Farmers used to poke holes in developing figs to make them ripen faster. We now know that wounding causes an increase in ethylene production by the fruit, and that the raised ethylene level promotes ripening in many fruits, including apples, bananas, melons, apricots, and tomatoes. Today commercial shippers and storers of such fruit hasten ripening by adding ethylene to storage chambers. This use of ethylene is the single most important use of a natural plant hormone in agriculture and commerce.

Ripening can also be delayed by the use of “scrubbers” and adsorbents that remove ethylene from the atmosphere in fruit storage chambers.

As flowers senesce, their petals may abscise, decreasing their value in the cut-flower industry. Growers and florists often immerse the cut stems of ethylene-sensitive flowers in dilute solutions of silver thiosulfate before sale. Silver salts inhibit ethylene action by interacting directly with the ethylene receptor—thus they delay senescence, keeping flowers “fresh” for longer. An alternative product, used to delay fruit ripening and preserve cut flowers, is 1-methylcyclopropene, a gas that also binds to ethylene receptors and blocks their function.

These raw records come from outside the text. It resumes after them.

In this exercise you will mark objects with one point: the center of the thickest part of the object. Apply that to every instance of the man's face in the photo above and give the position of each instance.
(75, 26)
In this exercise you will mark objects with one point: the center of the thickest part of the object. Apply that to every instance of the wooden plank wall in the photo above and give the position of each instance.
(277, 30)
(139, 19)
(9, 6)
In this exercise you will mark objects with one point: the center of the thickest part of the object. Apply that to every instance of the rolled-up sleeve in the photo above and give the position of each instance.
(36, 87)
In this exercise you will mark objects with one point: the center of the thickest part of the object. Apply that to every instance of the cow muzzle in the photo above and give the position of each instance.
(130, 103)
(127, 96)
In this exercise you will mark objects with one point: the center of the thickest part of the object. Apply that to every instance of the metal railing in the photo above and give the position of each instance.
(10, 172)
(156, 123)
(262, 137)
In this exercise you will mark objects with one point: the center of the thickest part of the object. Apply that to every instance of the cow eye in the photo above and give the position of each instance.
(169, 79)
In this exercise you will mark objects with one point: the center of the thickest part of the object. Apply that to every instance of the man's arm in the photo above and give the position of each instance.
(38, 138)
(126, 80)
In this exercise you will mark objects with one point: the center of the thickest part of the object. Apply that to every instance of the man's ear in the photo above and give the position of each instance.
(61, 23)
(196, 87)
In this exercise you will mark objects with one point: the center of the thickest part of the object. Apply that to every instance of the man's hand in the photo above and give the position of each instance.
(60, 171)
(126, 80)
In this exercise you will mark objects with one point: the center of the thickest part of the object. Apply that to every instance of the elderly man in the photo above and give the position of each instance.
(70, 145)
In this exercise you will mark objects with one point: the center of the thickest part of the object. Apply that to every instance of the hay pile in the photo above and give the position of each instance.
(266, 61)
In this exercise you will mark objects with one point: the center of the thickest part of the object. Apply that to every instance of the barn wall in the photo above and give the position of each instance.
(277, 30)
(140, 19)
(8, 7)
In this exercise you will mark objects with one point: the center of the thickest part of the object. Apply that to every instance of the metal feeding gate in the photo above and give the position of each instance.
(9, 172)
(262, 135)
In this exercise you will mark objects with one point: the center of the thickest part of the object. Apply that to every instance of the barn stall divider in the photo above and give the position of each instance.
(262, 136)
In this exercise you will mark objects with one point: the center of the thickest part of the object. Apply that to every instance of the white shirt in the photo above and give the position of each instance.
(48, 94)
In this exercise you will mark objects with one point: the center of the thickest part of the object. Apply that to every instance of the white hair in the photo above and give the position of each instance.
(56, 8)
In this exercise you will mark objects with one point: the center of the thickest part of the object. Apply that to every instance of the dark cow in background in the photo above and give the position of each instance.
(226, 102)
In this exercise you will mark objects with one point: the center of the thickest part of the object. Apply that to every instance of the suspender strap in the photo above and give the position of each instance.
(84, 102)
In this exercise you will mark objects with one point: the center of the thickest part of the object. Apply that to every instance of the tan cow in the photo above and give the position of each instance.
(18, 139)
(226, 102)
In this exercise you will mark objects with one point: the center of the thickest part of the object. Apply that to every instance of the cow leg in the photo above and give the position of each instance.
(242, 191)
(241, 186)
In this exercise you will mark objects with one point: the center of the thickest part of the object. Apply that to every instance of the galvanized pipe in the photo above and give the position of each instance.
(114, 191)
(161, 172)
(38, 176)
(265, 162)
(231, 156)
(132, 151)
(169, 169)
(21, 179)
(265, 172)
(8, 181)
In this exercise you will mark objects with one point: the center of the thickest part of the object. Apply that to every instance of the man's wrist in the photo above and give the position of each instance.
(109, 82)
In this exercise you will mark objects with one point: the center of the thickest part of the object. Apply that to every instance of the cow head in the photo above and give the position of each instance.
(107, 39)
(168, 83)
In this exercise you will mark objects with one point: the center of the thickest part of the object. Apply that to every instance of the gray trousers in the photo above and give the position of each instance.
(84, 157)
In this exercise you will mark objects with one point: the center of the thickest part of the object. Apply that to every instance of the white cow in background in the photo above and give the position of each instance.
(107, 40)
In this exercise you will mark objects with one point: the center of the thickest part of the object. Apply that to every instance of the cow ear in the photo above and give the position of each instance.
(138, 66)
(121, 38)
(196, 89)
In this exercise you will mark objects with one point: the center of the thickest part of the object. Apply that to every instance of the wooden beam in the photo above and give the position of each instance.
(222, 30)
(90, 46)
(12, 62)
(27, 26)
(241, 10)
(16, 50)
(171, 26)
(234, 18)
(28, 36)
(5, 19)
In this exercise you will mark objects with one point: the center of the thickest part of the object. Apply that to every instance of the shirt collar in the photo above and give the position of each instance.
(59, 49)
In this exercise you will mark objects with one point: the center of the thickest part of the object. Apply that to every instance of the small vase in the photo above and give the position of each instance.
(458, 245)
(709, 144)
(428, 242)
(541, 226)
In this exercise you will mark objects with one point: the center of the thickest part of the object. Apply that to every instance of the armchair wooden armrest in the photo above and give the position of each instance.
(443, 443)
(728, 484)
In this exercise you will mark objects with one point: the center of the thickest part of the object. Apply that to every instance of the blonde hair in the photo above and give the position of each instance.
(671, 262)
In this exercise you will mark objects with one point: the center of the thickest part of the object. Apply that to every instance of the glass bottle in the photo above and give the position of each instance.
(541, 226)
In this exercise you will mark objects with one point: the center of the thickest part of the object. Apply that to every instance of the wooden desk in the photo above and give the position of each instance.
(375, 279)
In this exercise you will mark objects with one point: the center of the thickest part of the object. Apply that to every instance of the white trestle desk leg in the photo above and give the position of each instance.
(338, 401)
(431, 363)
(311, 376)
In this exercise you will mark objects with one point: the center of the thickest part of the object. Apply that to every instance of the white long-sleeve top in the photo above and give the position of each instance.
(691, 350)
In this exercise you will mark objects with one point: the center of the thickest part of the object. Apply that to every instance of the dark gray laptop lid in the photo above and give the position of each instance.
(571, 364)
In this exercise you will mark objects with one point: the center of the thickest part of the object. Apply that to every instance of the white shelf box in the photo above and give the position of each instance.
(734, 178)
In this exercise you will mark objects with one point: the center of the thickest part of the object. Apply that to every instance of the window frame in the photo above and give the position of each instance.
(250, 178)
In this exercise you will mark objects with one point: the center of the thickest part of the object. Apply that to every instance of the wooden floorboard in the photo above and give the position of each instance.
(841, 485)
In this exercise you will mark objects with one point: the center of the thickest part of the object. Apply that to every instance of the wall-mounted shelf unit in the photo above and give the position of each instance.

STEM GROWTH Although it is associated primarily with senescence, ethylene is active at other stages of plant development as well. Its effects on seedling development illustrate the interactions that occur among plant hormones. The hypocotyl of many eudicot seedlings forms an apical hook that protects the delicate shoot apex while the stem grows through the soil:

As in phototropic and gravitropic responses, the apical hook is maintained through an auxin gradient, which promotes the elongation of cells on the outer surface of the hook. Once the seedling breaks through the soil surface and is exposed to light, the auxin level on the inside of the hook increases and the hook unfolds, raising the shoot apex and the expanding leaves into the sun.

There is evidence that ethylene controls the formation of the auxin gradient during seedling development. Treatment of dark-grown seedlings of some species with ethylene results in what is called the “triple response”: an exaggeration of the apical hook and a thickening and shortening of the hypocotyl and root (this response was exploited in a genetic screen for ethylene-response mutant plants; see Figure 36.2). It has been shown that ethylene affects both auxin synthesis and transport during apical hook development.